- Date: August 3, 2024
- Site: IBG-KAL Theater, University of the Philippines Diliman

Highlights
- Best Picture: GomBurZa
- Most awards: GomBurZa (5)
- Most nominations: When I Met You in Tokyo (10)

= 40th Luna Awards =

2024 Philippine film awards ceremony

The 40th Luna Awards ceremony, presented by the Film Academy of the Philippines (FAP), honored the best Filipino films of 2023. The Luna Awards ceremony is held on August 3, 2024 at the IBG-KALTheater, University of the Philippines Diliman.

== Winners and nominees ==
Winners are listed first, highlighted in boldface.
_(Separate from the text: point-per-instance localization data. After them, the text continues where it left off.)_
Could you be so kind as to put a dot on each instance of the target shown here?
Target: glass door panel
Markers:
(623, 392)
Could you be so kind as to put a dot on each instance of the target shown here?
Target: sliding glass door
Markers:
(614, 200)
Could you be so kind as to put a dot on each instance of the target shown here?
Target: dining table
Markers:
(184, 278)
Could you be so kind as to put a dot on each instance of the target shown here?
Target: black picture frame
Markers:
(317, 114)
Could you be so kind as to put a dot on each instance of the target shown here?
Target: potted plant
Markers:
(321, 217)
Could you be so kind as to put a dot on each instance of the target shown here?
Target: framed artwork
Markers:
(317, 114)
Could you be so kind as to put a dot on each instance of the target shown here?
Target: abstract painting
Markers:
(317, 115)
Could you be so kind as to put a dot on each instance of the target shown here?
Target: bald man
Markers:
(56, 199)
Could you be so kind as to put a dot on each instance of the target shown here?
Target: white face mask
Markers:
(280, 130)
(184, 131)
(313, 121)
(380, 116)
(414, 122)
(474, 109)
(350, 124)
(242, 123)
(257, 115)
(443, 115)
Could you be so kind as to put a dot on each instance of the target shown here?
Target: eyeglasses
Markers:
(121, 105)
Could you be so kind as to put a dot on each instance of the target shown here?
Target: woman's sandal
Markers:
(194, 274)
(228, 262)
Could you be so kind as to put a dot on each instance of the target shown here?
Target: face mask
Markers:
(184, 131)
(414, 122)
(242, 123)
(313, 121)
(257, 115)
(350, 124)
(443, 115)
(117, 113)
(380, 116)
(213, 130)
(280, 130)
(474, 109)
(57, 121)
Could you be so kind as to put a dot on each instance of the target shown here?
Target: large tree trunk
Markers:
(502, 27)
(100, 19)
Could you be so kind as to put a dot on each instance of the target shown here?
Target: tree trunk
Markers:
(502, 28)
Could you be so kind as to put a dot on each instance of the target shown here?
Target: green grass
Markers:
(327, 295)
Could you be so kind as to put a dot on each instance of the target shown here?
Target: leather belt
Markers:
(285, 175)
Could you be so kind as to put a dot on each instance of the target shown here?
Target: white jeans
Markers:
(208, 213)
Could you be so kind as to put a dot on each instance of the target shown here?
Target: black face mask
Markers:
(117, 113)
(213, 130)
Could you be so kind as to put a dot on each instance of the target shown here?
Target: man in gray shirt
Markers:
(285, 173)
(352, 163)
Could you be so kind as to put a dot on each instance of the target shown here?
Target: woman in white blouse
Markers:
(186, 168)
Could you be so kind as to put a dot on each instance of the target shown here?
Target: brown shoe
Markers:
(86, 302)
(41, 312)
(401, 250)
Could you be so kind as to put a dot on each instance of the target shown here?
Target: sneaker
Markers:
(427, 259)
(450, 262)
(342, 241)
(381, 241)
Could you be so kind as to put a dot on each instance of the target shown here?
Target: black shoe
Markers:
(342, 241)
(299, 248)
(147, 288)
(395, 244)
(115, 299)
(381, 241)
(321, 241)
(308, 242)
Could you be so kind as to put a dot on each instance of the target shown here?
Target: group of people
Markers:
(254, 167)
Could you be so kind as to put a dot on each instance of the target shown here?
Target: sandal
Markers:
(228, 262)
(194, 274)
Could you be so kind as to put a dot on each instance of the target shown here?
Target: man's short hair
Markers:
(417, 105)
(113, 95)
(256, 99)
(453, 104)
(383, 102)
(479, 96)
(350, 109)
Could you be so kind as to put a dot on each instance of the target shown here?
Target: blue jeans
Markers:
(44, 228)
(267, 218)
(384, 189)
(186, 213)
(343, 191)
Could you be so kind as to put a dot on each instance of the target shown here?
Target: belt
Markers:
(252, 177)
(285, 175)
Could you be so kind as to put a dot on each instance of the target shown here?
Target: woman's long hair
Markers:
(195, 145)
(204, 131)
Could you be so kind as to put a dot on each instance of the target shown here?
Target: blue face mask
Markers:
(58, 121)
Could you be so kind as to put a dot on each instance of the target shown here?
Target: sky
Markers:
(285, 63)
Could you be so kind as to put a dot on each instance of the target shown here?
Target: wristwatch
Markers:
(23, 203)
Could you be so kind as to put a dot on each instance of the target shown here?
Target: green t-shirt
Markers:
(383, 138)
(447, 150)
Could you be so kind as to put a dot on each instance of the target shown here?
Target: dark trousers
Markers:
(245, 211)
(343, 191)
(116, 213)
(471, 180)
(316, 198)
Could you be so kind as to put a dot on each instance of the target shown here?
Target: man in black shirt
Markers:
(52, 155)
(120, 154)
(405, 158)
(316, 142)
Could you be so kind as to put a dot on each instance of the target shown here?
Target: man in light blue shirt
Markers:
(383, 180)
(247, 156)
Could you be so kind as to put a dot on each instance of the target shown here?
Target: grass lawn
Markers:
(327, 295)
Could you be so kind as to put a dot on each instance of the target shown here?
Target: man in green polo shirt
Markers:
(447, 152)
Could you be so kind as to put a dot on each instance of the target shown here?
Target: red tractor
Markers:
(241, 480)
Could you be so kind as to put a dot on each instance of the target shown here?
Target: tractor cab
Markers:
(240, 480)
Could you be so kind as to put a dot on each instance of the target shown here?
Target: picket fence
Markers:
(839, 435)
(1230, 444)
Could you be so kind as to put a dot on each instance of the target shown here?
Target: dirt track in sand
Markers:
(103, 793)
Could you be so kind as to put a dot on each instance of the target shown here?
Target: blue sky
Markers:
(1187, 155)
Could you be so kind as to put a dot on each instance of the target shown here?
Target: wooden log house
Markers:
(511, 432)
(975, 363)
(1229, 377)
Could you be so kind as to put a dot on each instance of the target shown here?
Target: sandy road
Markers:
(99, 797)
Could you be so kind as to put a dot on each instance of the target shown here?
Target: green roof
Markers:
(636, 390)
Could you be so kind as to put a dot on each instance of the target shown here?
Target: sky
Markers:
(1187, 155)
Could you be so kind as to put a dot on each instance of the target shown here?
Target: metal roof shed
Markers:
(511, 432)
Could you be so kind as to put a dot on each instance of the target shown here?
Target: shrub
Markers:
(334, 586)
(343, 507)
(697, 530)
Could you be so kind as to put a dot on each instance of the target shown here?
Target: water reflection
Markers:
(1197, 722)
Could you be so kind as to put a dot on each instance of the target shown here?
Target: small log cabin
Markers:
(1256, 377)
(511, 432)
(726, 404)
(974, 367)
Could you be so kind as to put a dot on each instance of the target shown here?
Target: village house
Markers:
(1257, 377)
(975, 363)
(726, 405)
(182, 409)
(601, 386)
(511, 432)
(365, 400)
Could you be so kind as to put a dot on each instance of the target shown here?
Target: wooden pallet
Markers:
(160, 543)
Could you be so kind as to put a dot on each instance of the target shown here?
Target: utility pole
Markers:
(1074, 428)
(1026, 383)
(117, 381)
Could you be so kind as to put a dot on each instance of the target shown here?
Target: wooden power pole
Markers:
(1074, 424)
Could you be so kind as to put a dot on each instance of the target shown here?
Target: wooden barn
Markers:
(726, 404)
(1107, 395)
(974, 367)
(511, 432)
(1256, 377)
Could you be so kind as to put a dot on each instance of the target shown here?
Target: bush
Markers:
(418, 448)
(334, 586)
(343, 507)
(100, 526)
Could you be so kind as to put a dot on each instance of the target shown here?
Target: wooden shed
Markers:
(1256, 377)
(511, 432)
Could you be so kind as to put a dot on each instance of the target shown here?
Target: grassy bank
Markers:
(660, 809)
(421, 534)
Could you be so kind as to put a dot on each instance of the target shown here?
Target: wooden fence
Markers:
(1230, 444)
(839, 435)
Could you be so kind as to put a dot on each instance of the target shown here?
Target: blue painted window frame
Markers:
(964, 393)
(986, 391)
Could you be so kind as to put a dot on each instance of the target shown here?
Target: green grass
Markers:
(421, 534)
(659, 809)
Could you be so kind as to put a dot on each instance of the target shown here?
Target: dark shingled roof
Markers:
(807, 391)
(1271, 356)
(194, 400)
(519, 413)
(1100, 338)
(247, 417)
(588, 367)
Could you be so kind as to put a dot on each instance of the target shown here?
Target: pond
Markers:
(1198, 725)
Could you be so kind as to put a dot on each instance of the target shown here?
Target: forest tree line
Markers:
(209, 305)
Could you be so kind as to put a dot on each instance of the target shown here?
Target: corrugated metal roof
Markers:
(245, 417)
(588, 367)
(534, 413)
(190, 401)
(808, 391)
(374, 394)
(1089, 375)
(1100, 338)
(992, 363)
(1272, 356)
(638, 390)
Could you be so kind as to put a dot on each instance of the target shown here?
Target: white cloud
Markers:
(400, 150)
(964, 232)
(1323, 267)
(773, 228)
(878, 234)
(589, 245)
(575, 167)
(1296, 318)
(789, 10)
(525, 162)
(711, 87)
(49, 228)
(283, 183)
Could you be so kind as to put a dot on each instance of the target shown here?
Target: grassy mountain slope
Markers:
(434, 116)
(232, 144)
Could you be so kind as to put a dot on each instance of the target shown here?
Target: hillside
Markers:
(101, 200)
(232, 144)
| Best Picture | Best Direction |
|---|---|
| GomBurZa In His Mother's Eyes; Rewind; Third World Romance; When I Met You in Tokyo; ; | Pepe Diokno – GomBurZa Conrado Peru & Rommel Penesa – When I Met You in Tokyo; Dwein Baltazar – Third World Romance; Mae Cruz-Alviar – Rewind; She Andres – Maria; ; |
| Best Actor | Best Actress |
| Roderick Paulate – In His Mother's Eyes Carlo Aquino – Third World Romance; Cedrick Juan – GomBurZa; Christopher de Leon – When I Met You in Tokyo; Dingdong Dantes – Rewind; ; | Maricel Soriano – In His Mother's Eyes Charlie Dizon – Third World Romance; Kathryn Bernardo – A Very Good Girl; Marian Rivera – Rewind; Vilma Santos – When I Met You in Tokyo; ; |
| Best Supporting Actor | Best Supporting Actress |
| LA Santos – In His Mother's Eyes Archi Adamos – Third World Romance; Elijah Canlas – GomBurZa; Pepe Herrera – Rewind; Piolo Pascual – GomBurZa; ; | Ana Abad Santos – Third World Romance Angel Aquino – A Very Good Girl; Cassy Legaspi – When I Met You in Tokyo; Chienna Filomeno – A Very Good Girl; Iyah Mina – Third World Romance; ; |
| Best Screenplay | Best Cinematography |
| About Us but Not About Us Five Breakups and a Romance; In His Mother's Eyes; Rewind; When I Met You in Tokyo; ; | GomBurZa A Very Good Girl; About Us but Not About Us; Firefly; Five Breakups and a Romance; ; |
| Best Production Design | Best Editing |
| GomBurZa A Very Good Girl; Rewind; Third World Romance; When I Met You in Tokyo; ; | Third World Romance GomBurZa; Maria; Rewind; When I Met You in Tokyo; ; |
| Best Musical Score | Best Sound |
| When I Met You in Tokyo A Very Good Girl; Firefly; Five Breakups and a Romance; In His Mother's Eyes; ; | GomBurZa Gitling; Huling Palabas; Rewind; When I Met You in Tokyo; ; |

=== Special awards ===
The following honorary awards were also awarded.

- Fernando Poe Jr. Lifetime Achievement Award – Liza Diño-Seguerra
- 9th Golden Reel Award – Ramon "Bong" Revilla Jr.